# Separation of variables possible in this problem?

• A
DuckAmuck
TL;DR Summary
Second order linear partial differential equation
Is it possible to use separation of variables on this equation?
$$au_{xx} + bu_{yy} + c u_{xy} = u + k$$
Where u is a function of x and y, abck are constant.
I tried the u(x,y) = X(x)Y(y) type of separation but I think something more clever is needed.

Thank you.

Gold Member
Yes, something more clever will be required because presence of the ##u_{xy}## term as well as the nonhomogeneous term ##k## mean that straightforward separation of variables will not work. Getting rid of ##k## is easy: let ##u(x,y) = f(x,y) - k## and the equation for ##f## is homogeneous. Dealing with the ##u_{xy}## term isn't so easy, but sometimes a trick applies. First try separation of variables so you have an equation with terms such as ## \frac{X^{\prime\prime}(x)}{X(x)}##, etc. Then, differentiate that equation with respect to ##y##; the resulting equation might be separable.
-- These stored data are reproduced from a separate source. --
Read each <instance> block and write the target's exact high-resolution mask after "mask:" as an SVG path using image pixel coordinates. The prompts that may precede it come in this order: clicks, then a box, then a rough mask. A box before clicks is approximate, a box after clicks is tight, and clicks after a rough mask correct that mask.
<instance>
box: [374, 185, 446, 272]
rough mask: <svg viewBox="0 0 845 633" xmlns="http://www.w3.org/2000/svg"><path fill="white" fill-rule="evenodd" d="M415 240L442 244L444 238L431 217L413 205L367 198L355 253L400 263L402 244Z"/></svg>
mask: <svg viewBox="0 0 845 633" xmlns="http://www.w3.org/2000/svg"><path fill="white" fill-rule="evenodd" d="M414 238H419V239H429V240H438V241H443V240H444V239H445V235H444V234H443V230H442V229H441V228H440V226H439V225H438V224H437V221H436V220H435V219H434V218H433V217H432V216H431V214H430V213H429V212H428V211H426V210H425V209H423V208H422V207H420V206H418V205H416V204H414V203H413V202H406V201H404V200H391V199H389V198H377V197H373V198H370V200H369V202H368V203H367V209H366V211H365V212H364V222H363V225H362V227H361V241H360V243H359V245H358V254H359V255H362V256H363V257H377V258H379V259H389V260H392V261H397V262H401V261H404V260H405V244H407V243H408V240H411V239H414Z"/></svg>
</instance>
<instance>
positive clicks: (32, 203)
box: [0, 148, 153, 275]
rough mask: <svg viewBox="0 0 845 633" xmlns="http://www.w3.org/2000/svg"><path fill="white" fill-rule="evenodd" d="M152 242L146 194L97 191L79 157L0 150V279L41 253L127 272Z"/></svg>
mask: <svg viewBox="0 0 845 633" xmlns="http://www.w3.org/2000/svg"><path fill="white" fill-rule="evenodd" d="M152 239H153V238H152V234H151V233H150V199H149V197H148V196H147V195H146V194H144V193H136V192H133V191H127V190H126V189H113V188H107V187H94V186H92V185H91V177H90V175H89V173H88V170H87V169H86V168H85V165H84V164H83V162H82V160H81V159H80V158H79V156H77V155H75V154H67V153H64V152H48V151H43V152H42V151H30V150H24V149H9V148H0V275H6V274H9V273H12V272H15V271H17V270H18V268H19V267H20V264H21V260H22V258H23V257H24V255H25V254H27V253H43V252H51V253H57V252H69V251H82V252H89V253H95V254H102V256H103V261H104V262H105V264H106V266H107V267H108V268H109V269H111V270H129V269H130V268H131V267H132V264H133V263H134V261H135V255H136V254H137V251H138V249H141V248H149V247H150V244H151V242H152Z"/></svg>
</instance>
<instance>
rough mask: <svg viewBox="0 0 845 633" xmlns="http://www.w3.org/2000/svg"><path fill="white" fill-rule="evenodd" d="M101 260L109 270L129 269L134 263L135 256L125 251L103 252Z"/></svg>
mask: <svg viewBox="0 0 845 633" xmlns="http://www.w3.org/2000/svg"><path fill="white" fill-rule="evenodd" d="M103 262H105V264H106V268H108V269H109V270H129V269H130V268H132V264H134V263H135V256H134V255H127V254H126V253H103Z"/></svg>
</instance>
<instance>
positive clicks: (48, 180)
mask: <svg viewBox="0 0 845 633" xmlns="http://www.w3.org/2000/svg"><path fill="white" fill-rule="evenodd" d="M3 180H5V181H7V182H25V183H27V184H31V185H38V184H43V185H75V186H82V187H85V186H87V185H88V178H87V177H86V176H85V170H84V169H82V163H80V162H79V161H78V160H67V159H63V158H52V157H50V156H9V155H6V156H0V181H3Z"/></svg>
Of course, even if the equation is separable you still need separable boundary conditions along curves of constant ##x## and ##y## in order for separation of variables to apply to your problem.

jason

By looking at the discriminant ($C^2 - 4AB$ in this case) you can make a variable substitution and get a separable equation.
The left hand side is $$\begin{pmatrix} \frac{\partial}{\partial x} & \frac{\partial}{\partial y} \end{pmatrix} \begin{pmatrix} a & \frac12 b \\ \frac12 b & c \end{pmatrix} \begin{pmatrix} \frac{\partial}{\partial x} \\ \frac{\partial}{\partial y} \end{pmatrix} u$$ This can be diagonalized to $$\lambda_1 \frac{\partial^2 u}{\partial s^2} + \lambda_2 \frac{\partial^2 u}{\partial t^2}$$ where $s$ and $t$ are linear combinations of $x$ and $y$. Setting $\phi = u + k$ now yields $$\lambda_1 \frac{\partial^2 \phi}{\partial s^2} + \lambda_2 \frac{\partial^2 \phi}{\partial t^2} = \phi$$ which is separable.